One day the city streets were crowded with people, and there was tension in the air. Roman soldiers lined the pavements to clear the way for a strange procession that made its way up the hill of execution. Three men were being led along by ropes, each carrying on his shoulder the cross on which he would be nailed. Artaban asked what was happening. People told him that two of the men were thieves, and one was a good man who had been a source of great hope to the people and whom some had even called the Anointed One of God. Artaban asked the obvious question, ‘If he is good, why is he being executed?’ They told him a complicated story of intrigue between the high priests, King Herod and the Roman governor Pontius Pilate. For different reasons these had each found the man awkward and uncooperative. He would not be tamed or allow himself to become part of their plans. And so they had agreed that it would be expedient to be rid of him.

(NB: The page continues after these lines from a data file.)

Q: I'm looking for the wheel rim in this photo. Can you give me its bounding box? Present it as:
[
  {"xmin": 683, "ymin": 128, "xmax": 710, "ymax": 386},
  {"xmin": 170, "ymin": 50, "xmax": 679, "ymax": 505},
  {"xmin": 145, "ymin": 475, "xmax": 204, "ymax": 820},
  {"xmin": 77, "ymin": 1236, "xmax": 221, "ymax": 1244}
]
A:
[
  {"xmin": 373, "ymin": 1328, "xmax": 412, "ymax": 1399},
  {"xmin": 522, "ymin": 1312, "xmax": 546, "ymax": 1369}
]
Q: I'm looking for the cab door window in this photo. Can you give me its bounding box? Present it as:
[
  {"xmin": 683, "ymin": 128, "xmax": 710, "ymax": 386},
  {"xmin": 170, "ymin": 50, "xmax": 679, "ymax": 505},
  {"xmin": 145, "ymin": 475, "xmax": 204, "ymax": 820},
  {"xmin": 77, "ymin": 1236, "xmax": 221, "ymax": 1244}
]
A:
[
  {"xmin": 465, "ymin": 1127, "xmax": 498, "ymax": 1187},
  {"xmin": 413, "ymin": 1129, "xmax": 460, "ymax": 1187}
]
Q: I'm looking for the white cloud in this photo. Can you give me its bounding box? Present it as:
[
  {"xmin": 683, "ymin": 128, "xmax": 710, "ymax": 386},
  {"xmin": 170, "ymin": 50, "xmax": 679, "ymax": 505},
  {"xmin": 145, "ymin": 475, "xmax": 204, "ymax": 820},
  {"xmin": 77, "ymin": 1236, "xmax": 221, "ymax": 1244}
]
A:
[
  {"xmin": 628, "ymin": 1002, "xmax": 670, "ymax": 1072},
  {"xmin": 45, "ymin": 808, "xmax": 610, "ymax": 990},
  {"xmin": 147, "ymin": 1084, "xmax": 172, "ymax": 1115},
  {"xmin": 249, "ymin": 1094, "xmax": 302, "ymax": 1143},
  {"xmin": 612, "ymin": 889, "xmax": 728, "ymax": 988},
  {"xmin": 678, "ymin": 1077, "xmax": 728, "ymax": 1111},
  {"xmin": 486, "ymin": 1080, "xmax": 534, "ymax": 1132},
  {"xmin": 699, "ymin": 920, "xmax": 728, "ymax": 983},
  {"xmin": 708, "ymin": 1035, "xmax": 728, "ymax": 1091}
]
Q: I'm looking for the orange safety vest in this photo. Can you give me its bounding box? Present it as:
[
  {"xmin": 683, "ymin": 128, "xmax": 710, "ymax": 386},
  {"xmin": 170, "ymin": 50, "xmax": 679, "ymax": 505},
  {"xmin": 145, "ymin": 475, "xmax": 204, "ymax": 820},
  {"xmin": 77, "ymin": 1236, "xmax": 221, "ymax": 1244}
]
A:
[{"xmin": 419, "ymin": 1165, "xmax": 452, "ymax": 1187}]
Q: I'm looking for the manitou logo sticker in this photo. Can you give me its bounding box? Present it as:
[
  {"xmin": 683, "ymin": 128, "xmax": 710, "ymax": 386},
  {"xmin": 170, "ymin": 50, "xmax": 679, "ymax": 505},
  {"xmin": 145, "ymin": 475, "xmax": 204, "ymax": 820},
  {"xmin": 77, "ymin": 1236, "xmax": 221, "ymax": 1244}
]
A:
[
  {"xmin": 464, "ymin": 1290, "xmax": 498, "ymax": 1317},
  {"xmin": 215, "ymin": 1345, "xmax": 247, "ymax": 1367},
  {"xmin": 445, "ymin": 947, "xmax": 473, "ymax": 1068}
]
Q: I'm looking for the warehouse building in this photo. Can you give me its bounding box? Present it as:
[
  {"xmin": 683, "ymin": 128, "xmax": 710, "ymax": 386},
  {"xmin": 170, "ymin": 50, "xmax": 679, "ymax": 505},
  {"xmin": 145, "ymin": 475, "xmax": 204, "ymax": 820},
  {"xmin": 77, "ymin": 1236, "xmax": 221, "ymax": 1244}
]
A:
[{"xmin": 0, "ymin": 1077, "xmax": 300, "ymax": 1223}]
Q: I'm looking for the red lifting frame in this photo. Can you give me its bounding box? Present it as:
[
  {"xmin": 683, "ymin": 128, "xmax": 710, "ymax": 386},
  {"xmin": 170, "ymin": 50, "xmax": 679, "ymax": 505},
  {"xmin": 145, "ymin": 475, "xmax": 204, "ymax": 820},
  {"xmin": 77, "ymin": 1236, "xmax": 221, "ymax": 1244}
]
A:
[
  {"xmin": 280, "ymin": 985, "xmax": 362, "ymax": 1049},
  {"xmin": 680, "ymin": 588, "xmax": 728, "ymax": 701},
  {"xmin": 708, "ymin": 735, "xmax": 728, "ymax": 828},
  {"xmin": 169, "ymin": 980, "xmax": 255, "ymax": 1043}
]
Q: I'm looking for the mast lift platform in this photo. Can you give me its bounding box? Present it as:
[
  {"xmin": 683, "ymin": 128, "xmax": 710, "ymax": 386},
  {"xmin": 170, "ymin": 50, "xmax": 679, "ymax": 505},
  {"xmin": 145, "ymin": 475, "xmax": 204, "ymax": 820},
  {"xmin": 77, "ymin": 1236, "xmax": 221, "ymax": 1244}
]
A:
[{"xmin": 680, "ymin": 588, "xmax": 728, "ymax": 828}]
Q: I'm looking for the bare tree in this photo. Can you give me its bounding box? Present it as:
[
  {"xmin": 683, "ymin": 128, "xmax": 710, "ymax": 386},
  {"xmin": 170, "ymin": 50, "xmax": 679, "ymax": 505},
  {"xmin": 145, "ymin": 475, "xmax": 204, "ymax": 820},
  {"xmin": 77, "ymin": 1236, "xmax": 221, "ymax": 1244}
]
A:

Artaban was sad at hearing this story of a good man suffering unjustly. He watched the condemned man closely, feeling drawn to help him as he had so many others. As Artaban reached him, the man looked at him and asked, ‘Have you found what you were looking for?’ Artaban could only reply in amazement, ‘No. I lost sight of the star years ago’. And the condemned man – whose name we all know – said, ‘You found who you were looking for in the needy and the suffering. As often as you gave even a cup of cold water to one of these, the least of my brothers and sisters, you did it to me.’

(Adapted from the book The Other Wise Man, by Henry van Dyke, Harper Brothers, New York, 1899.)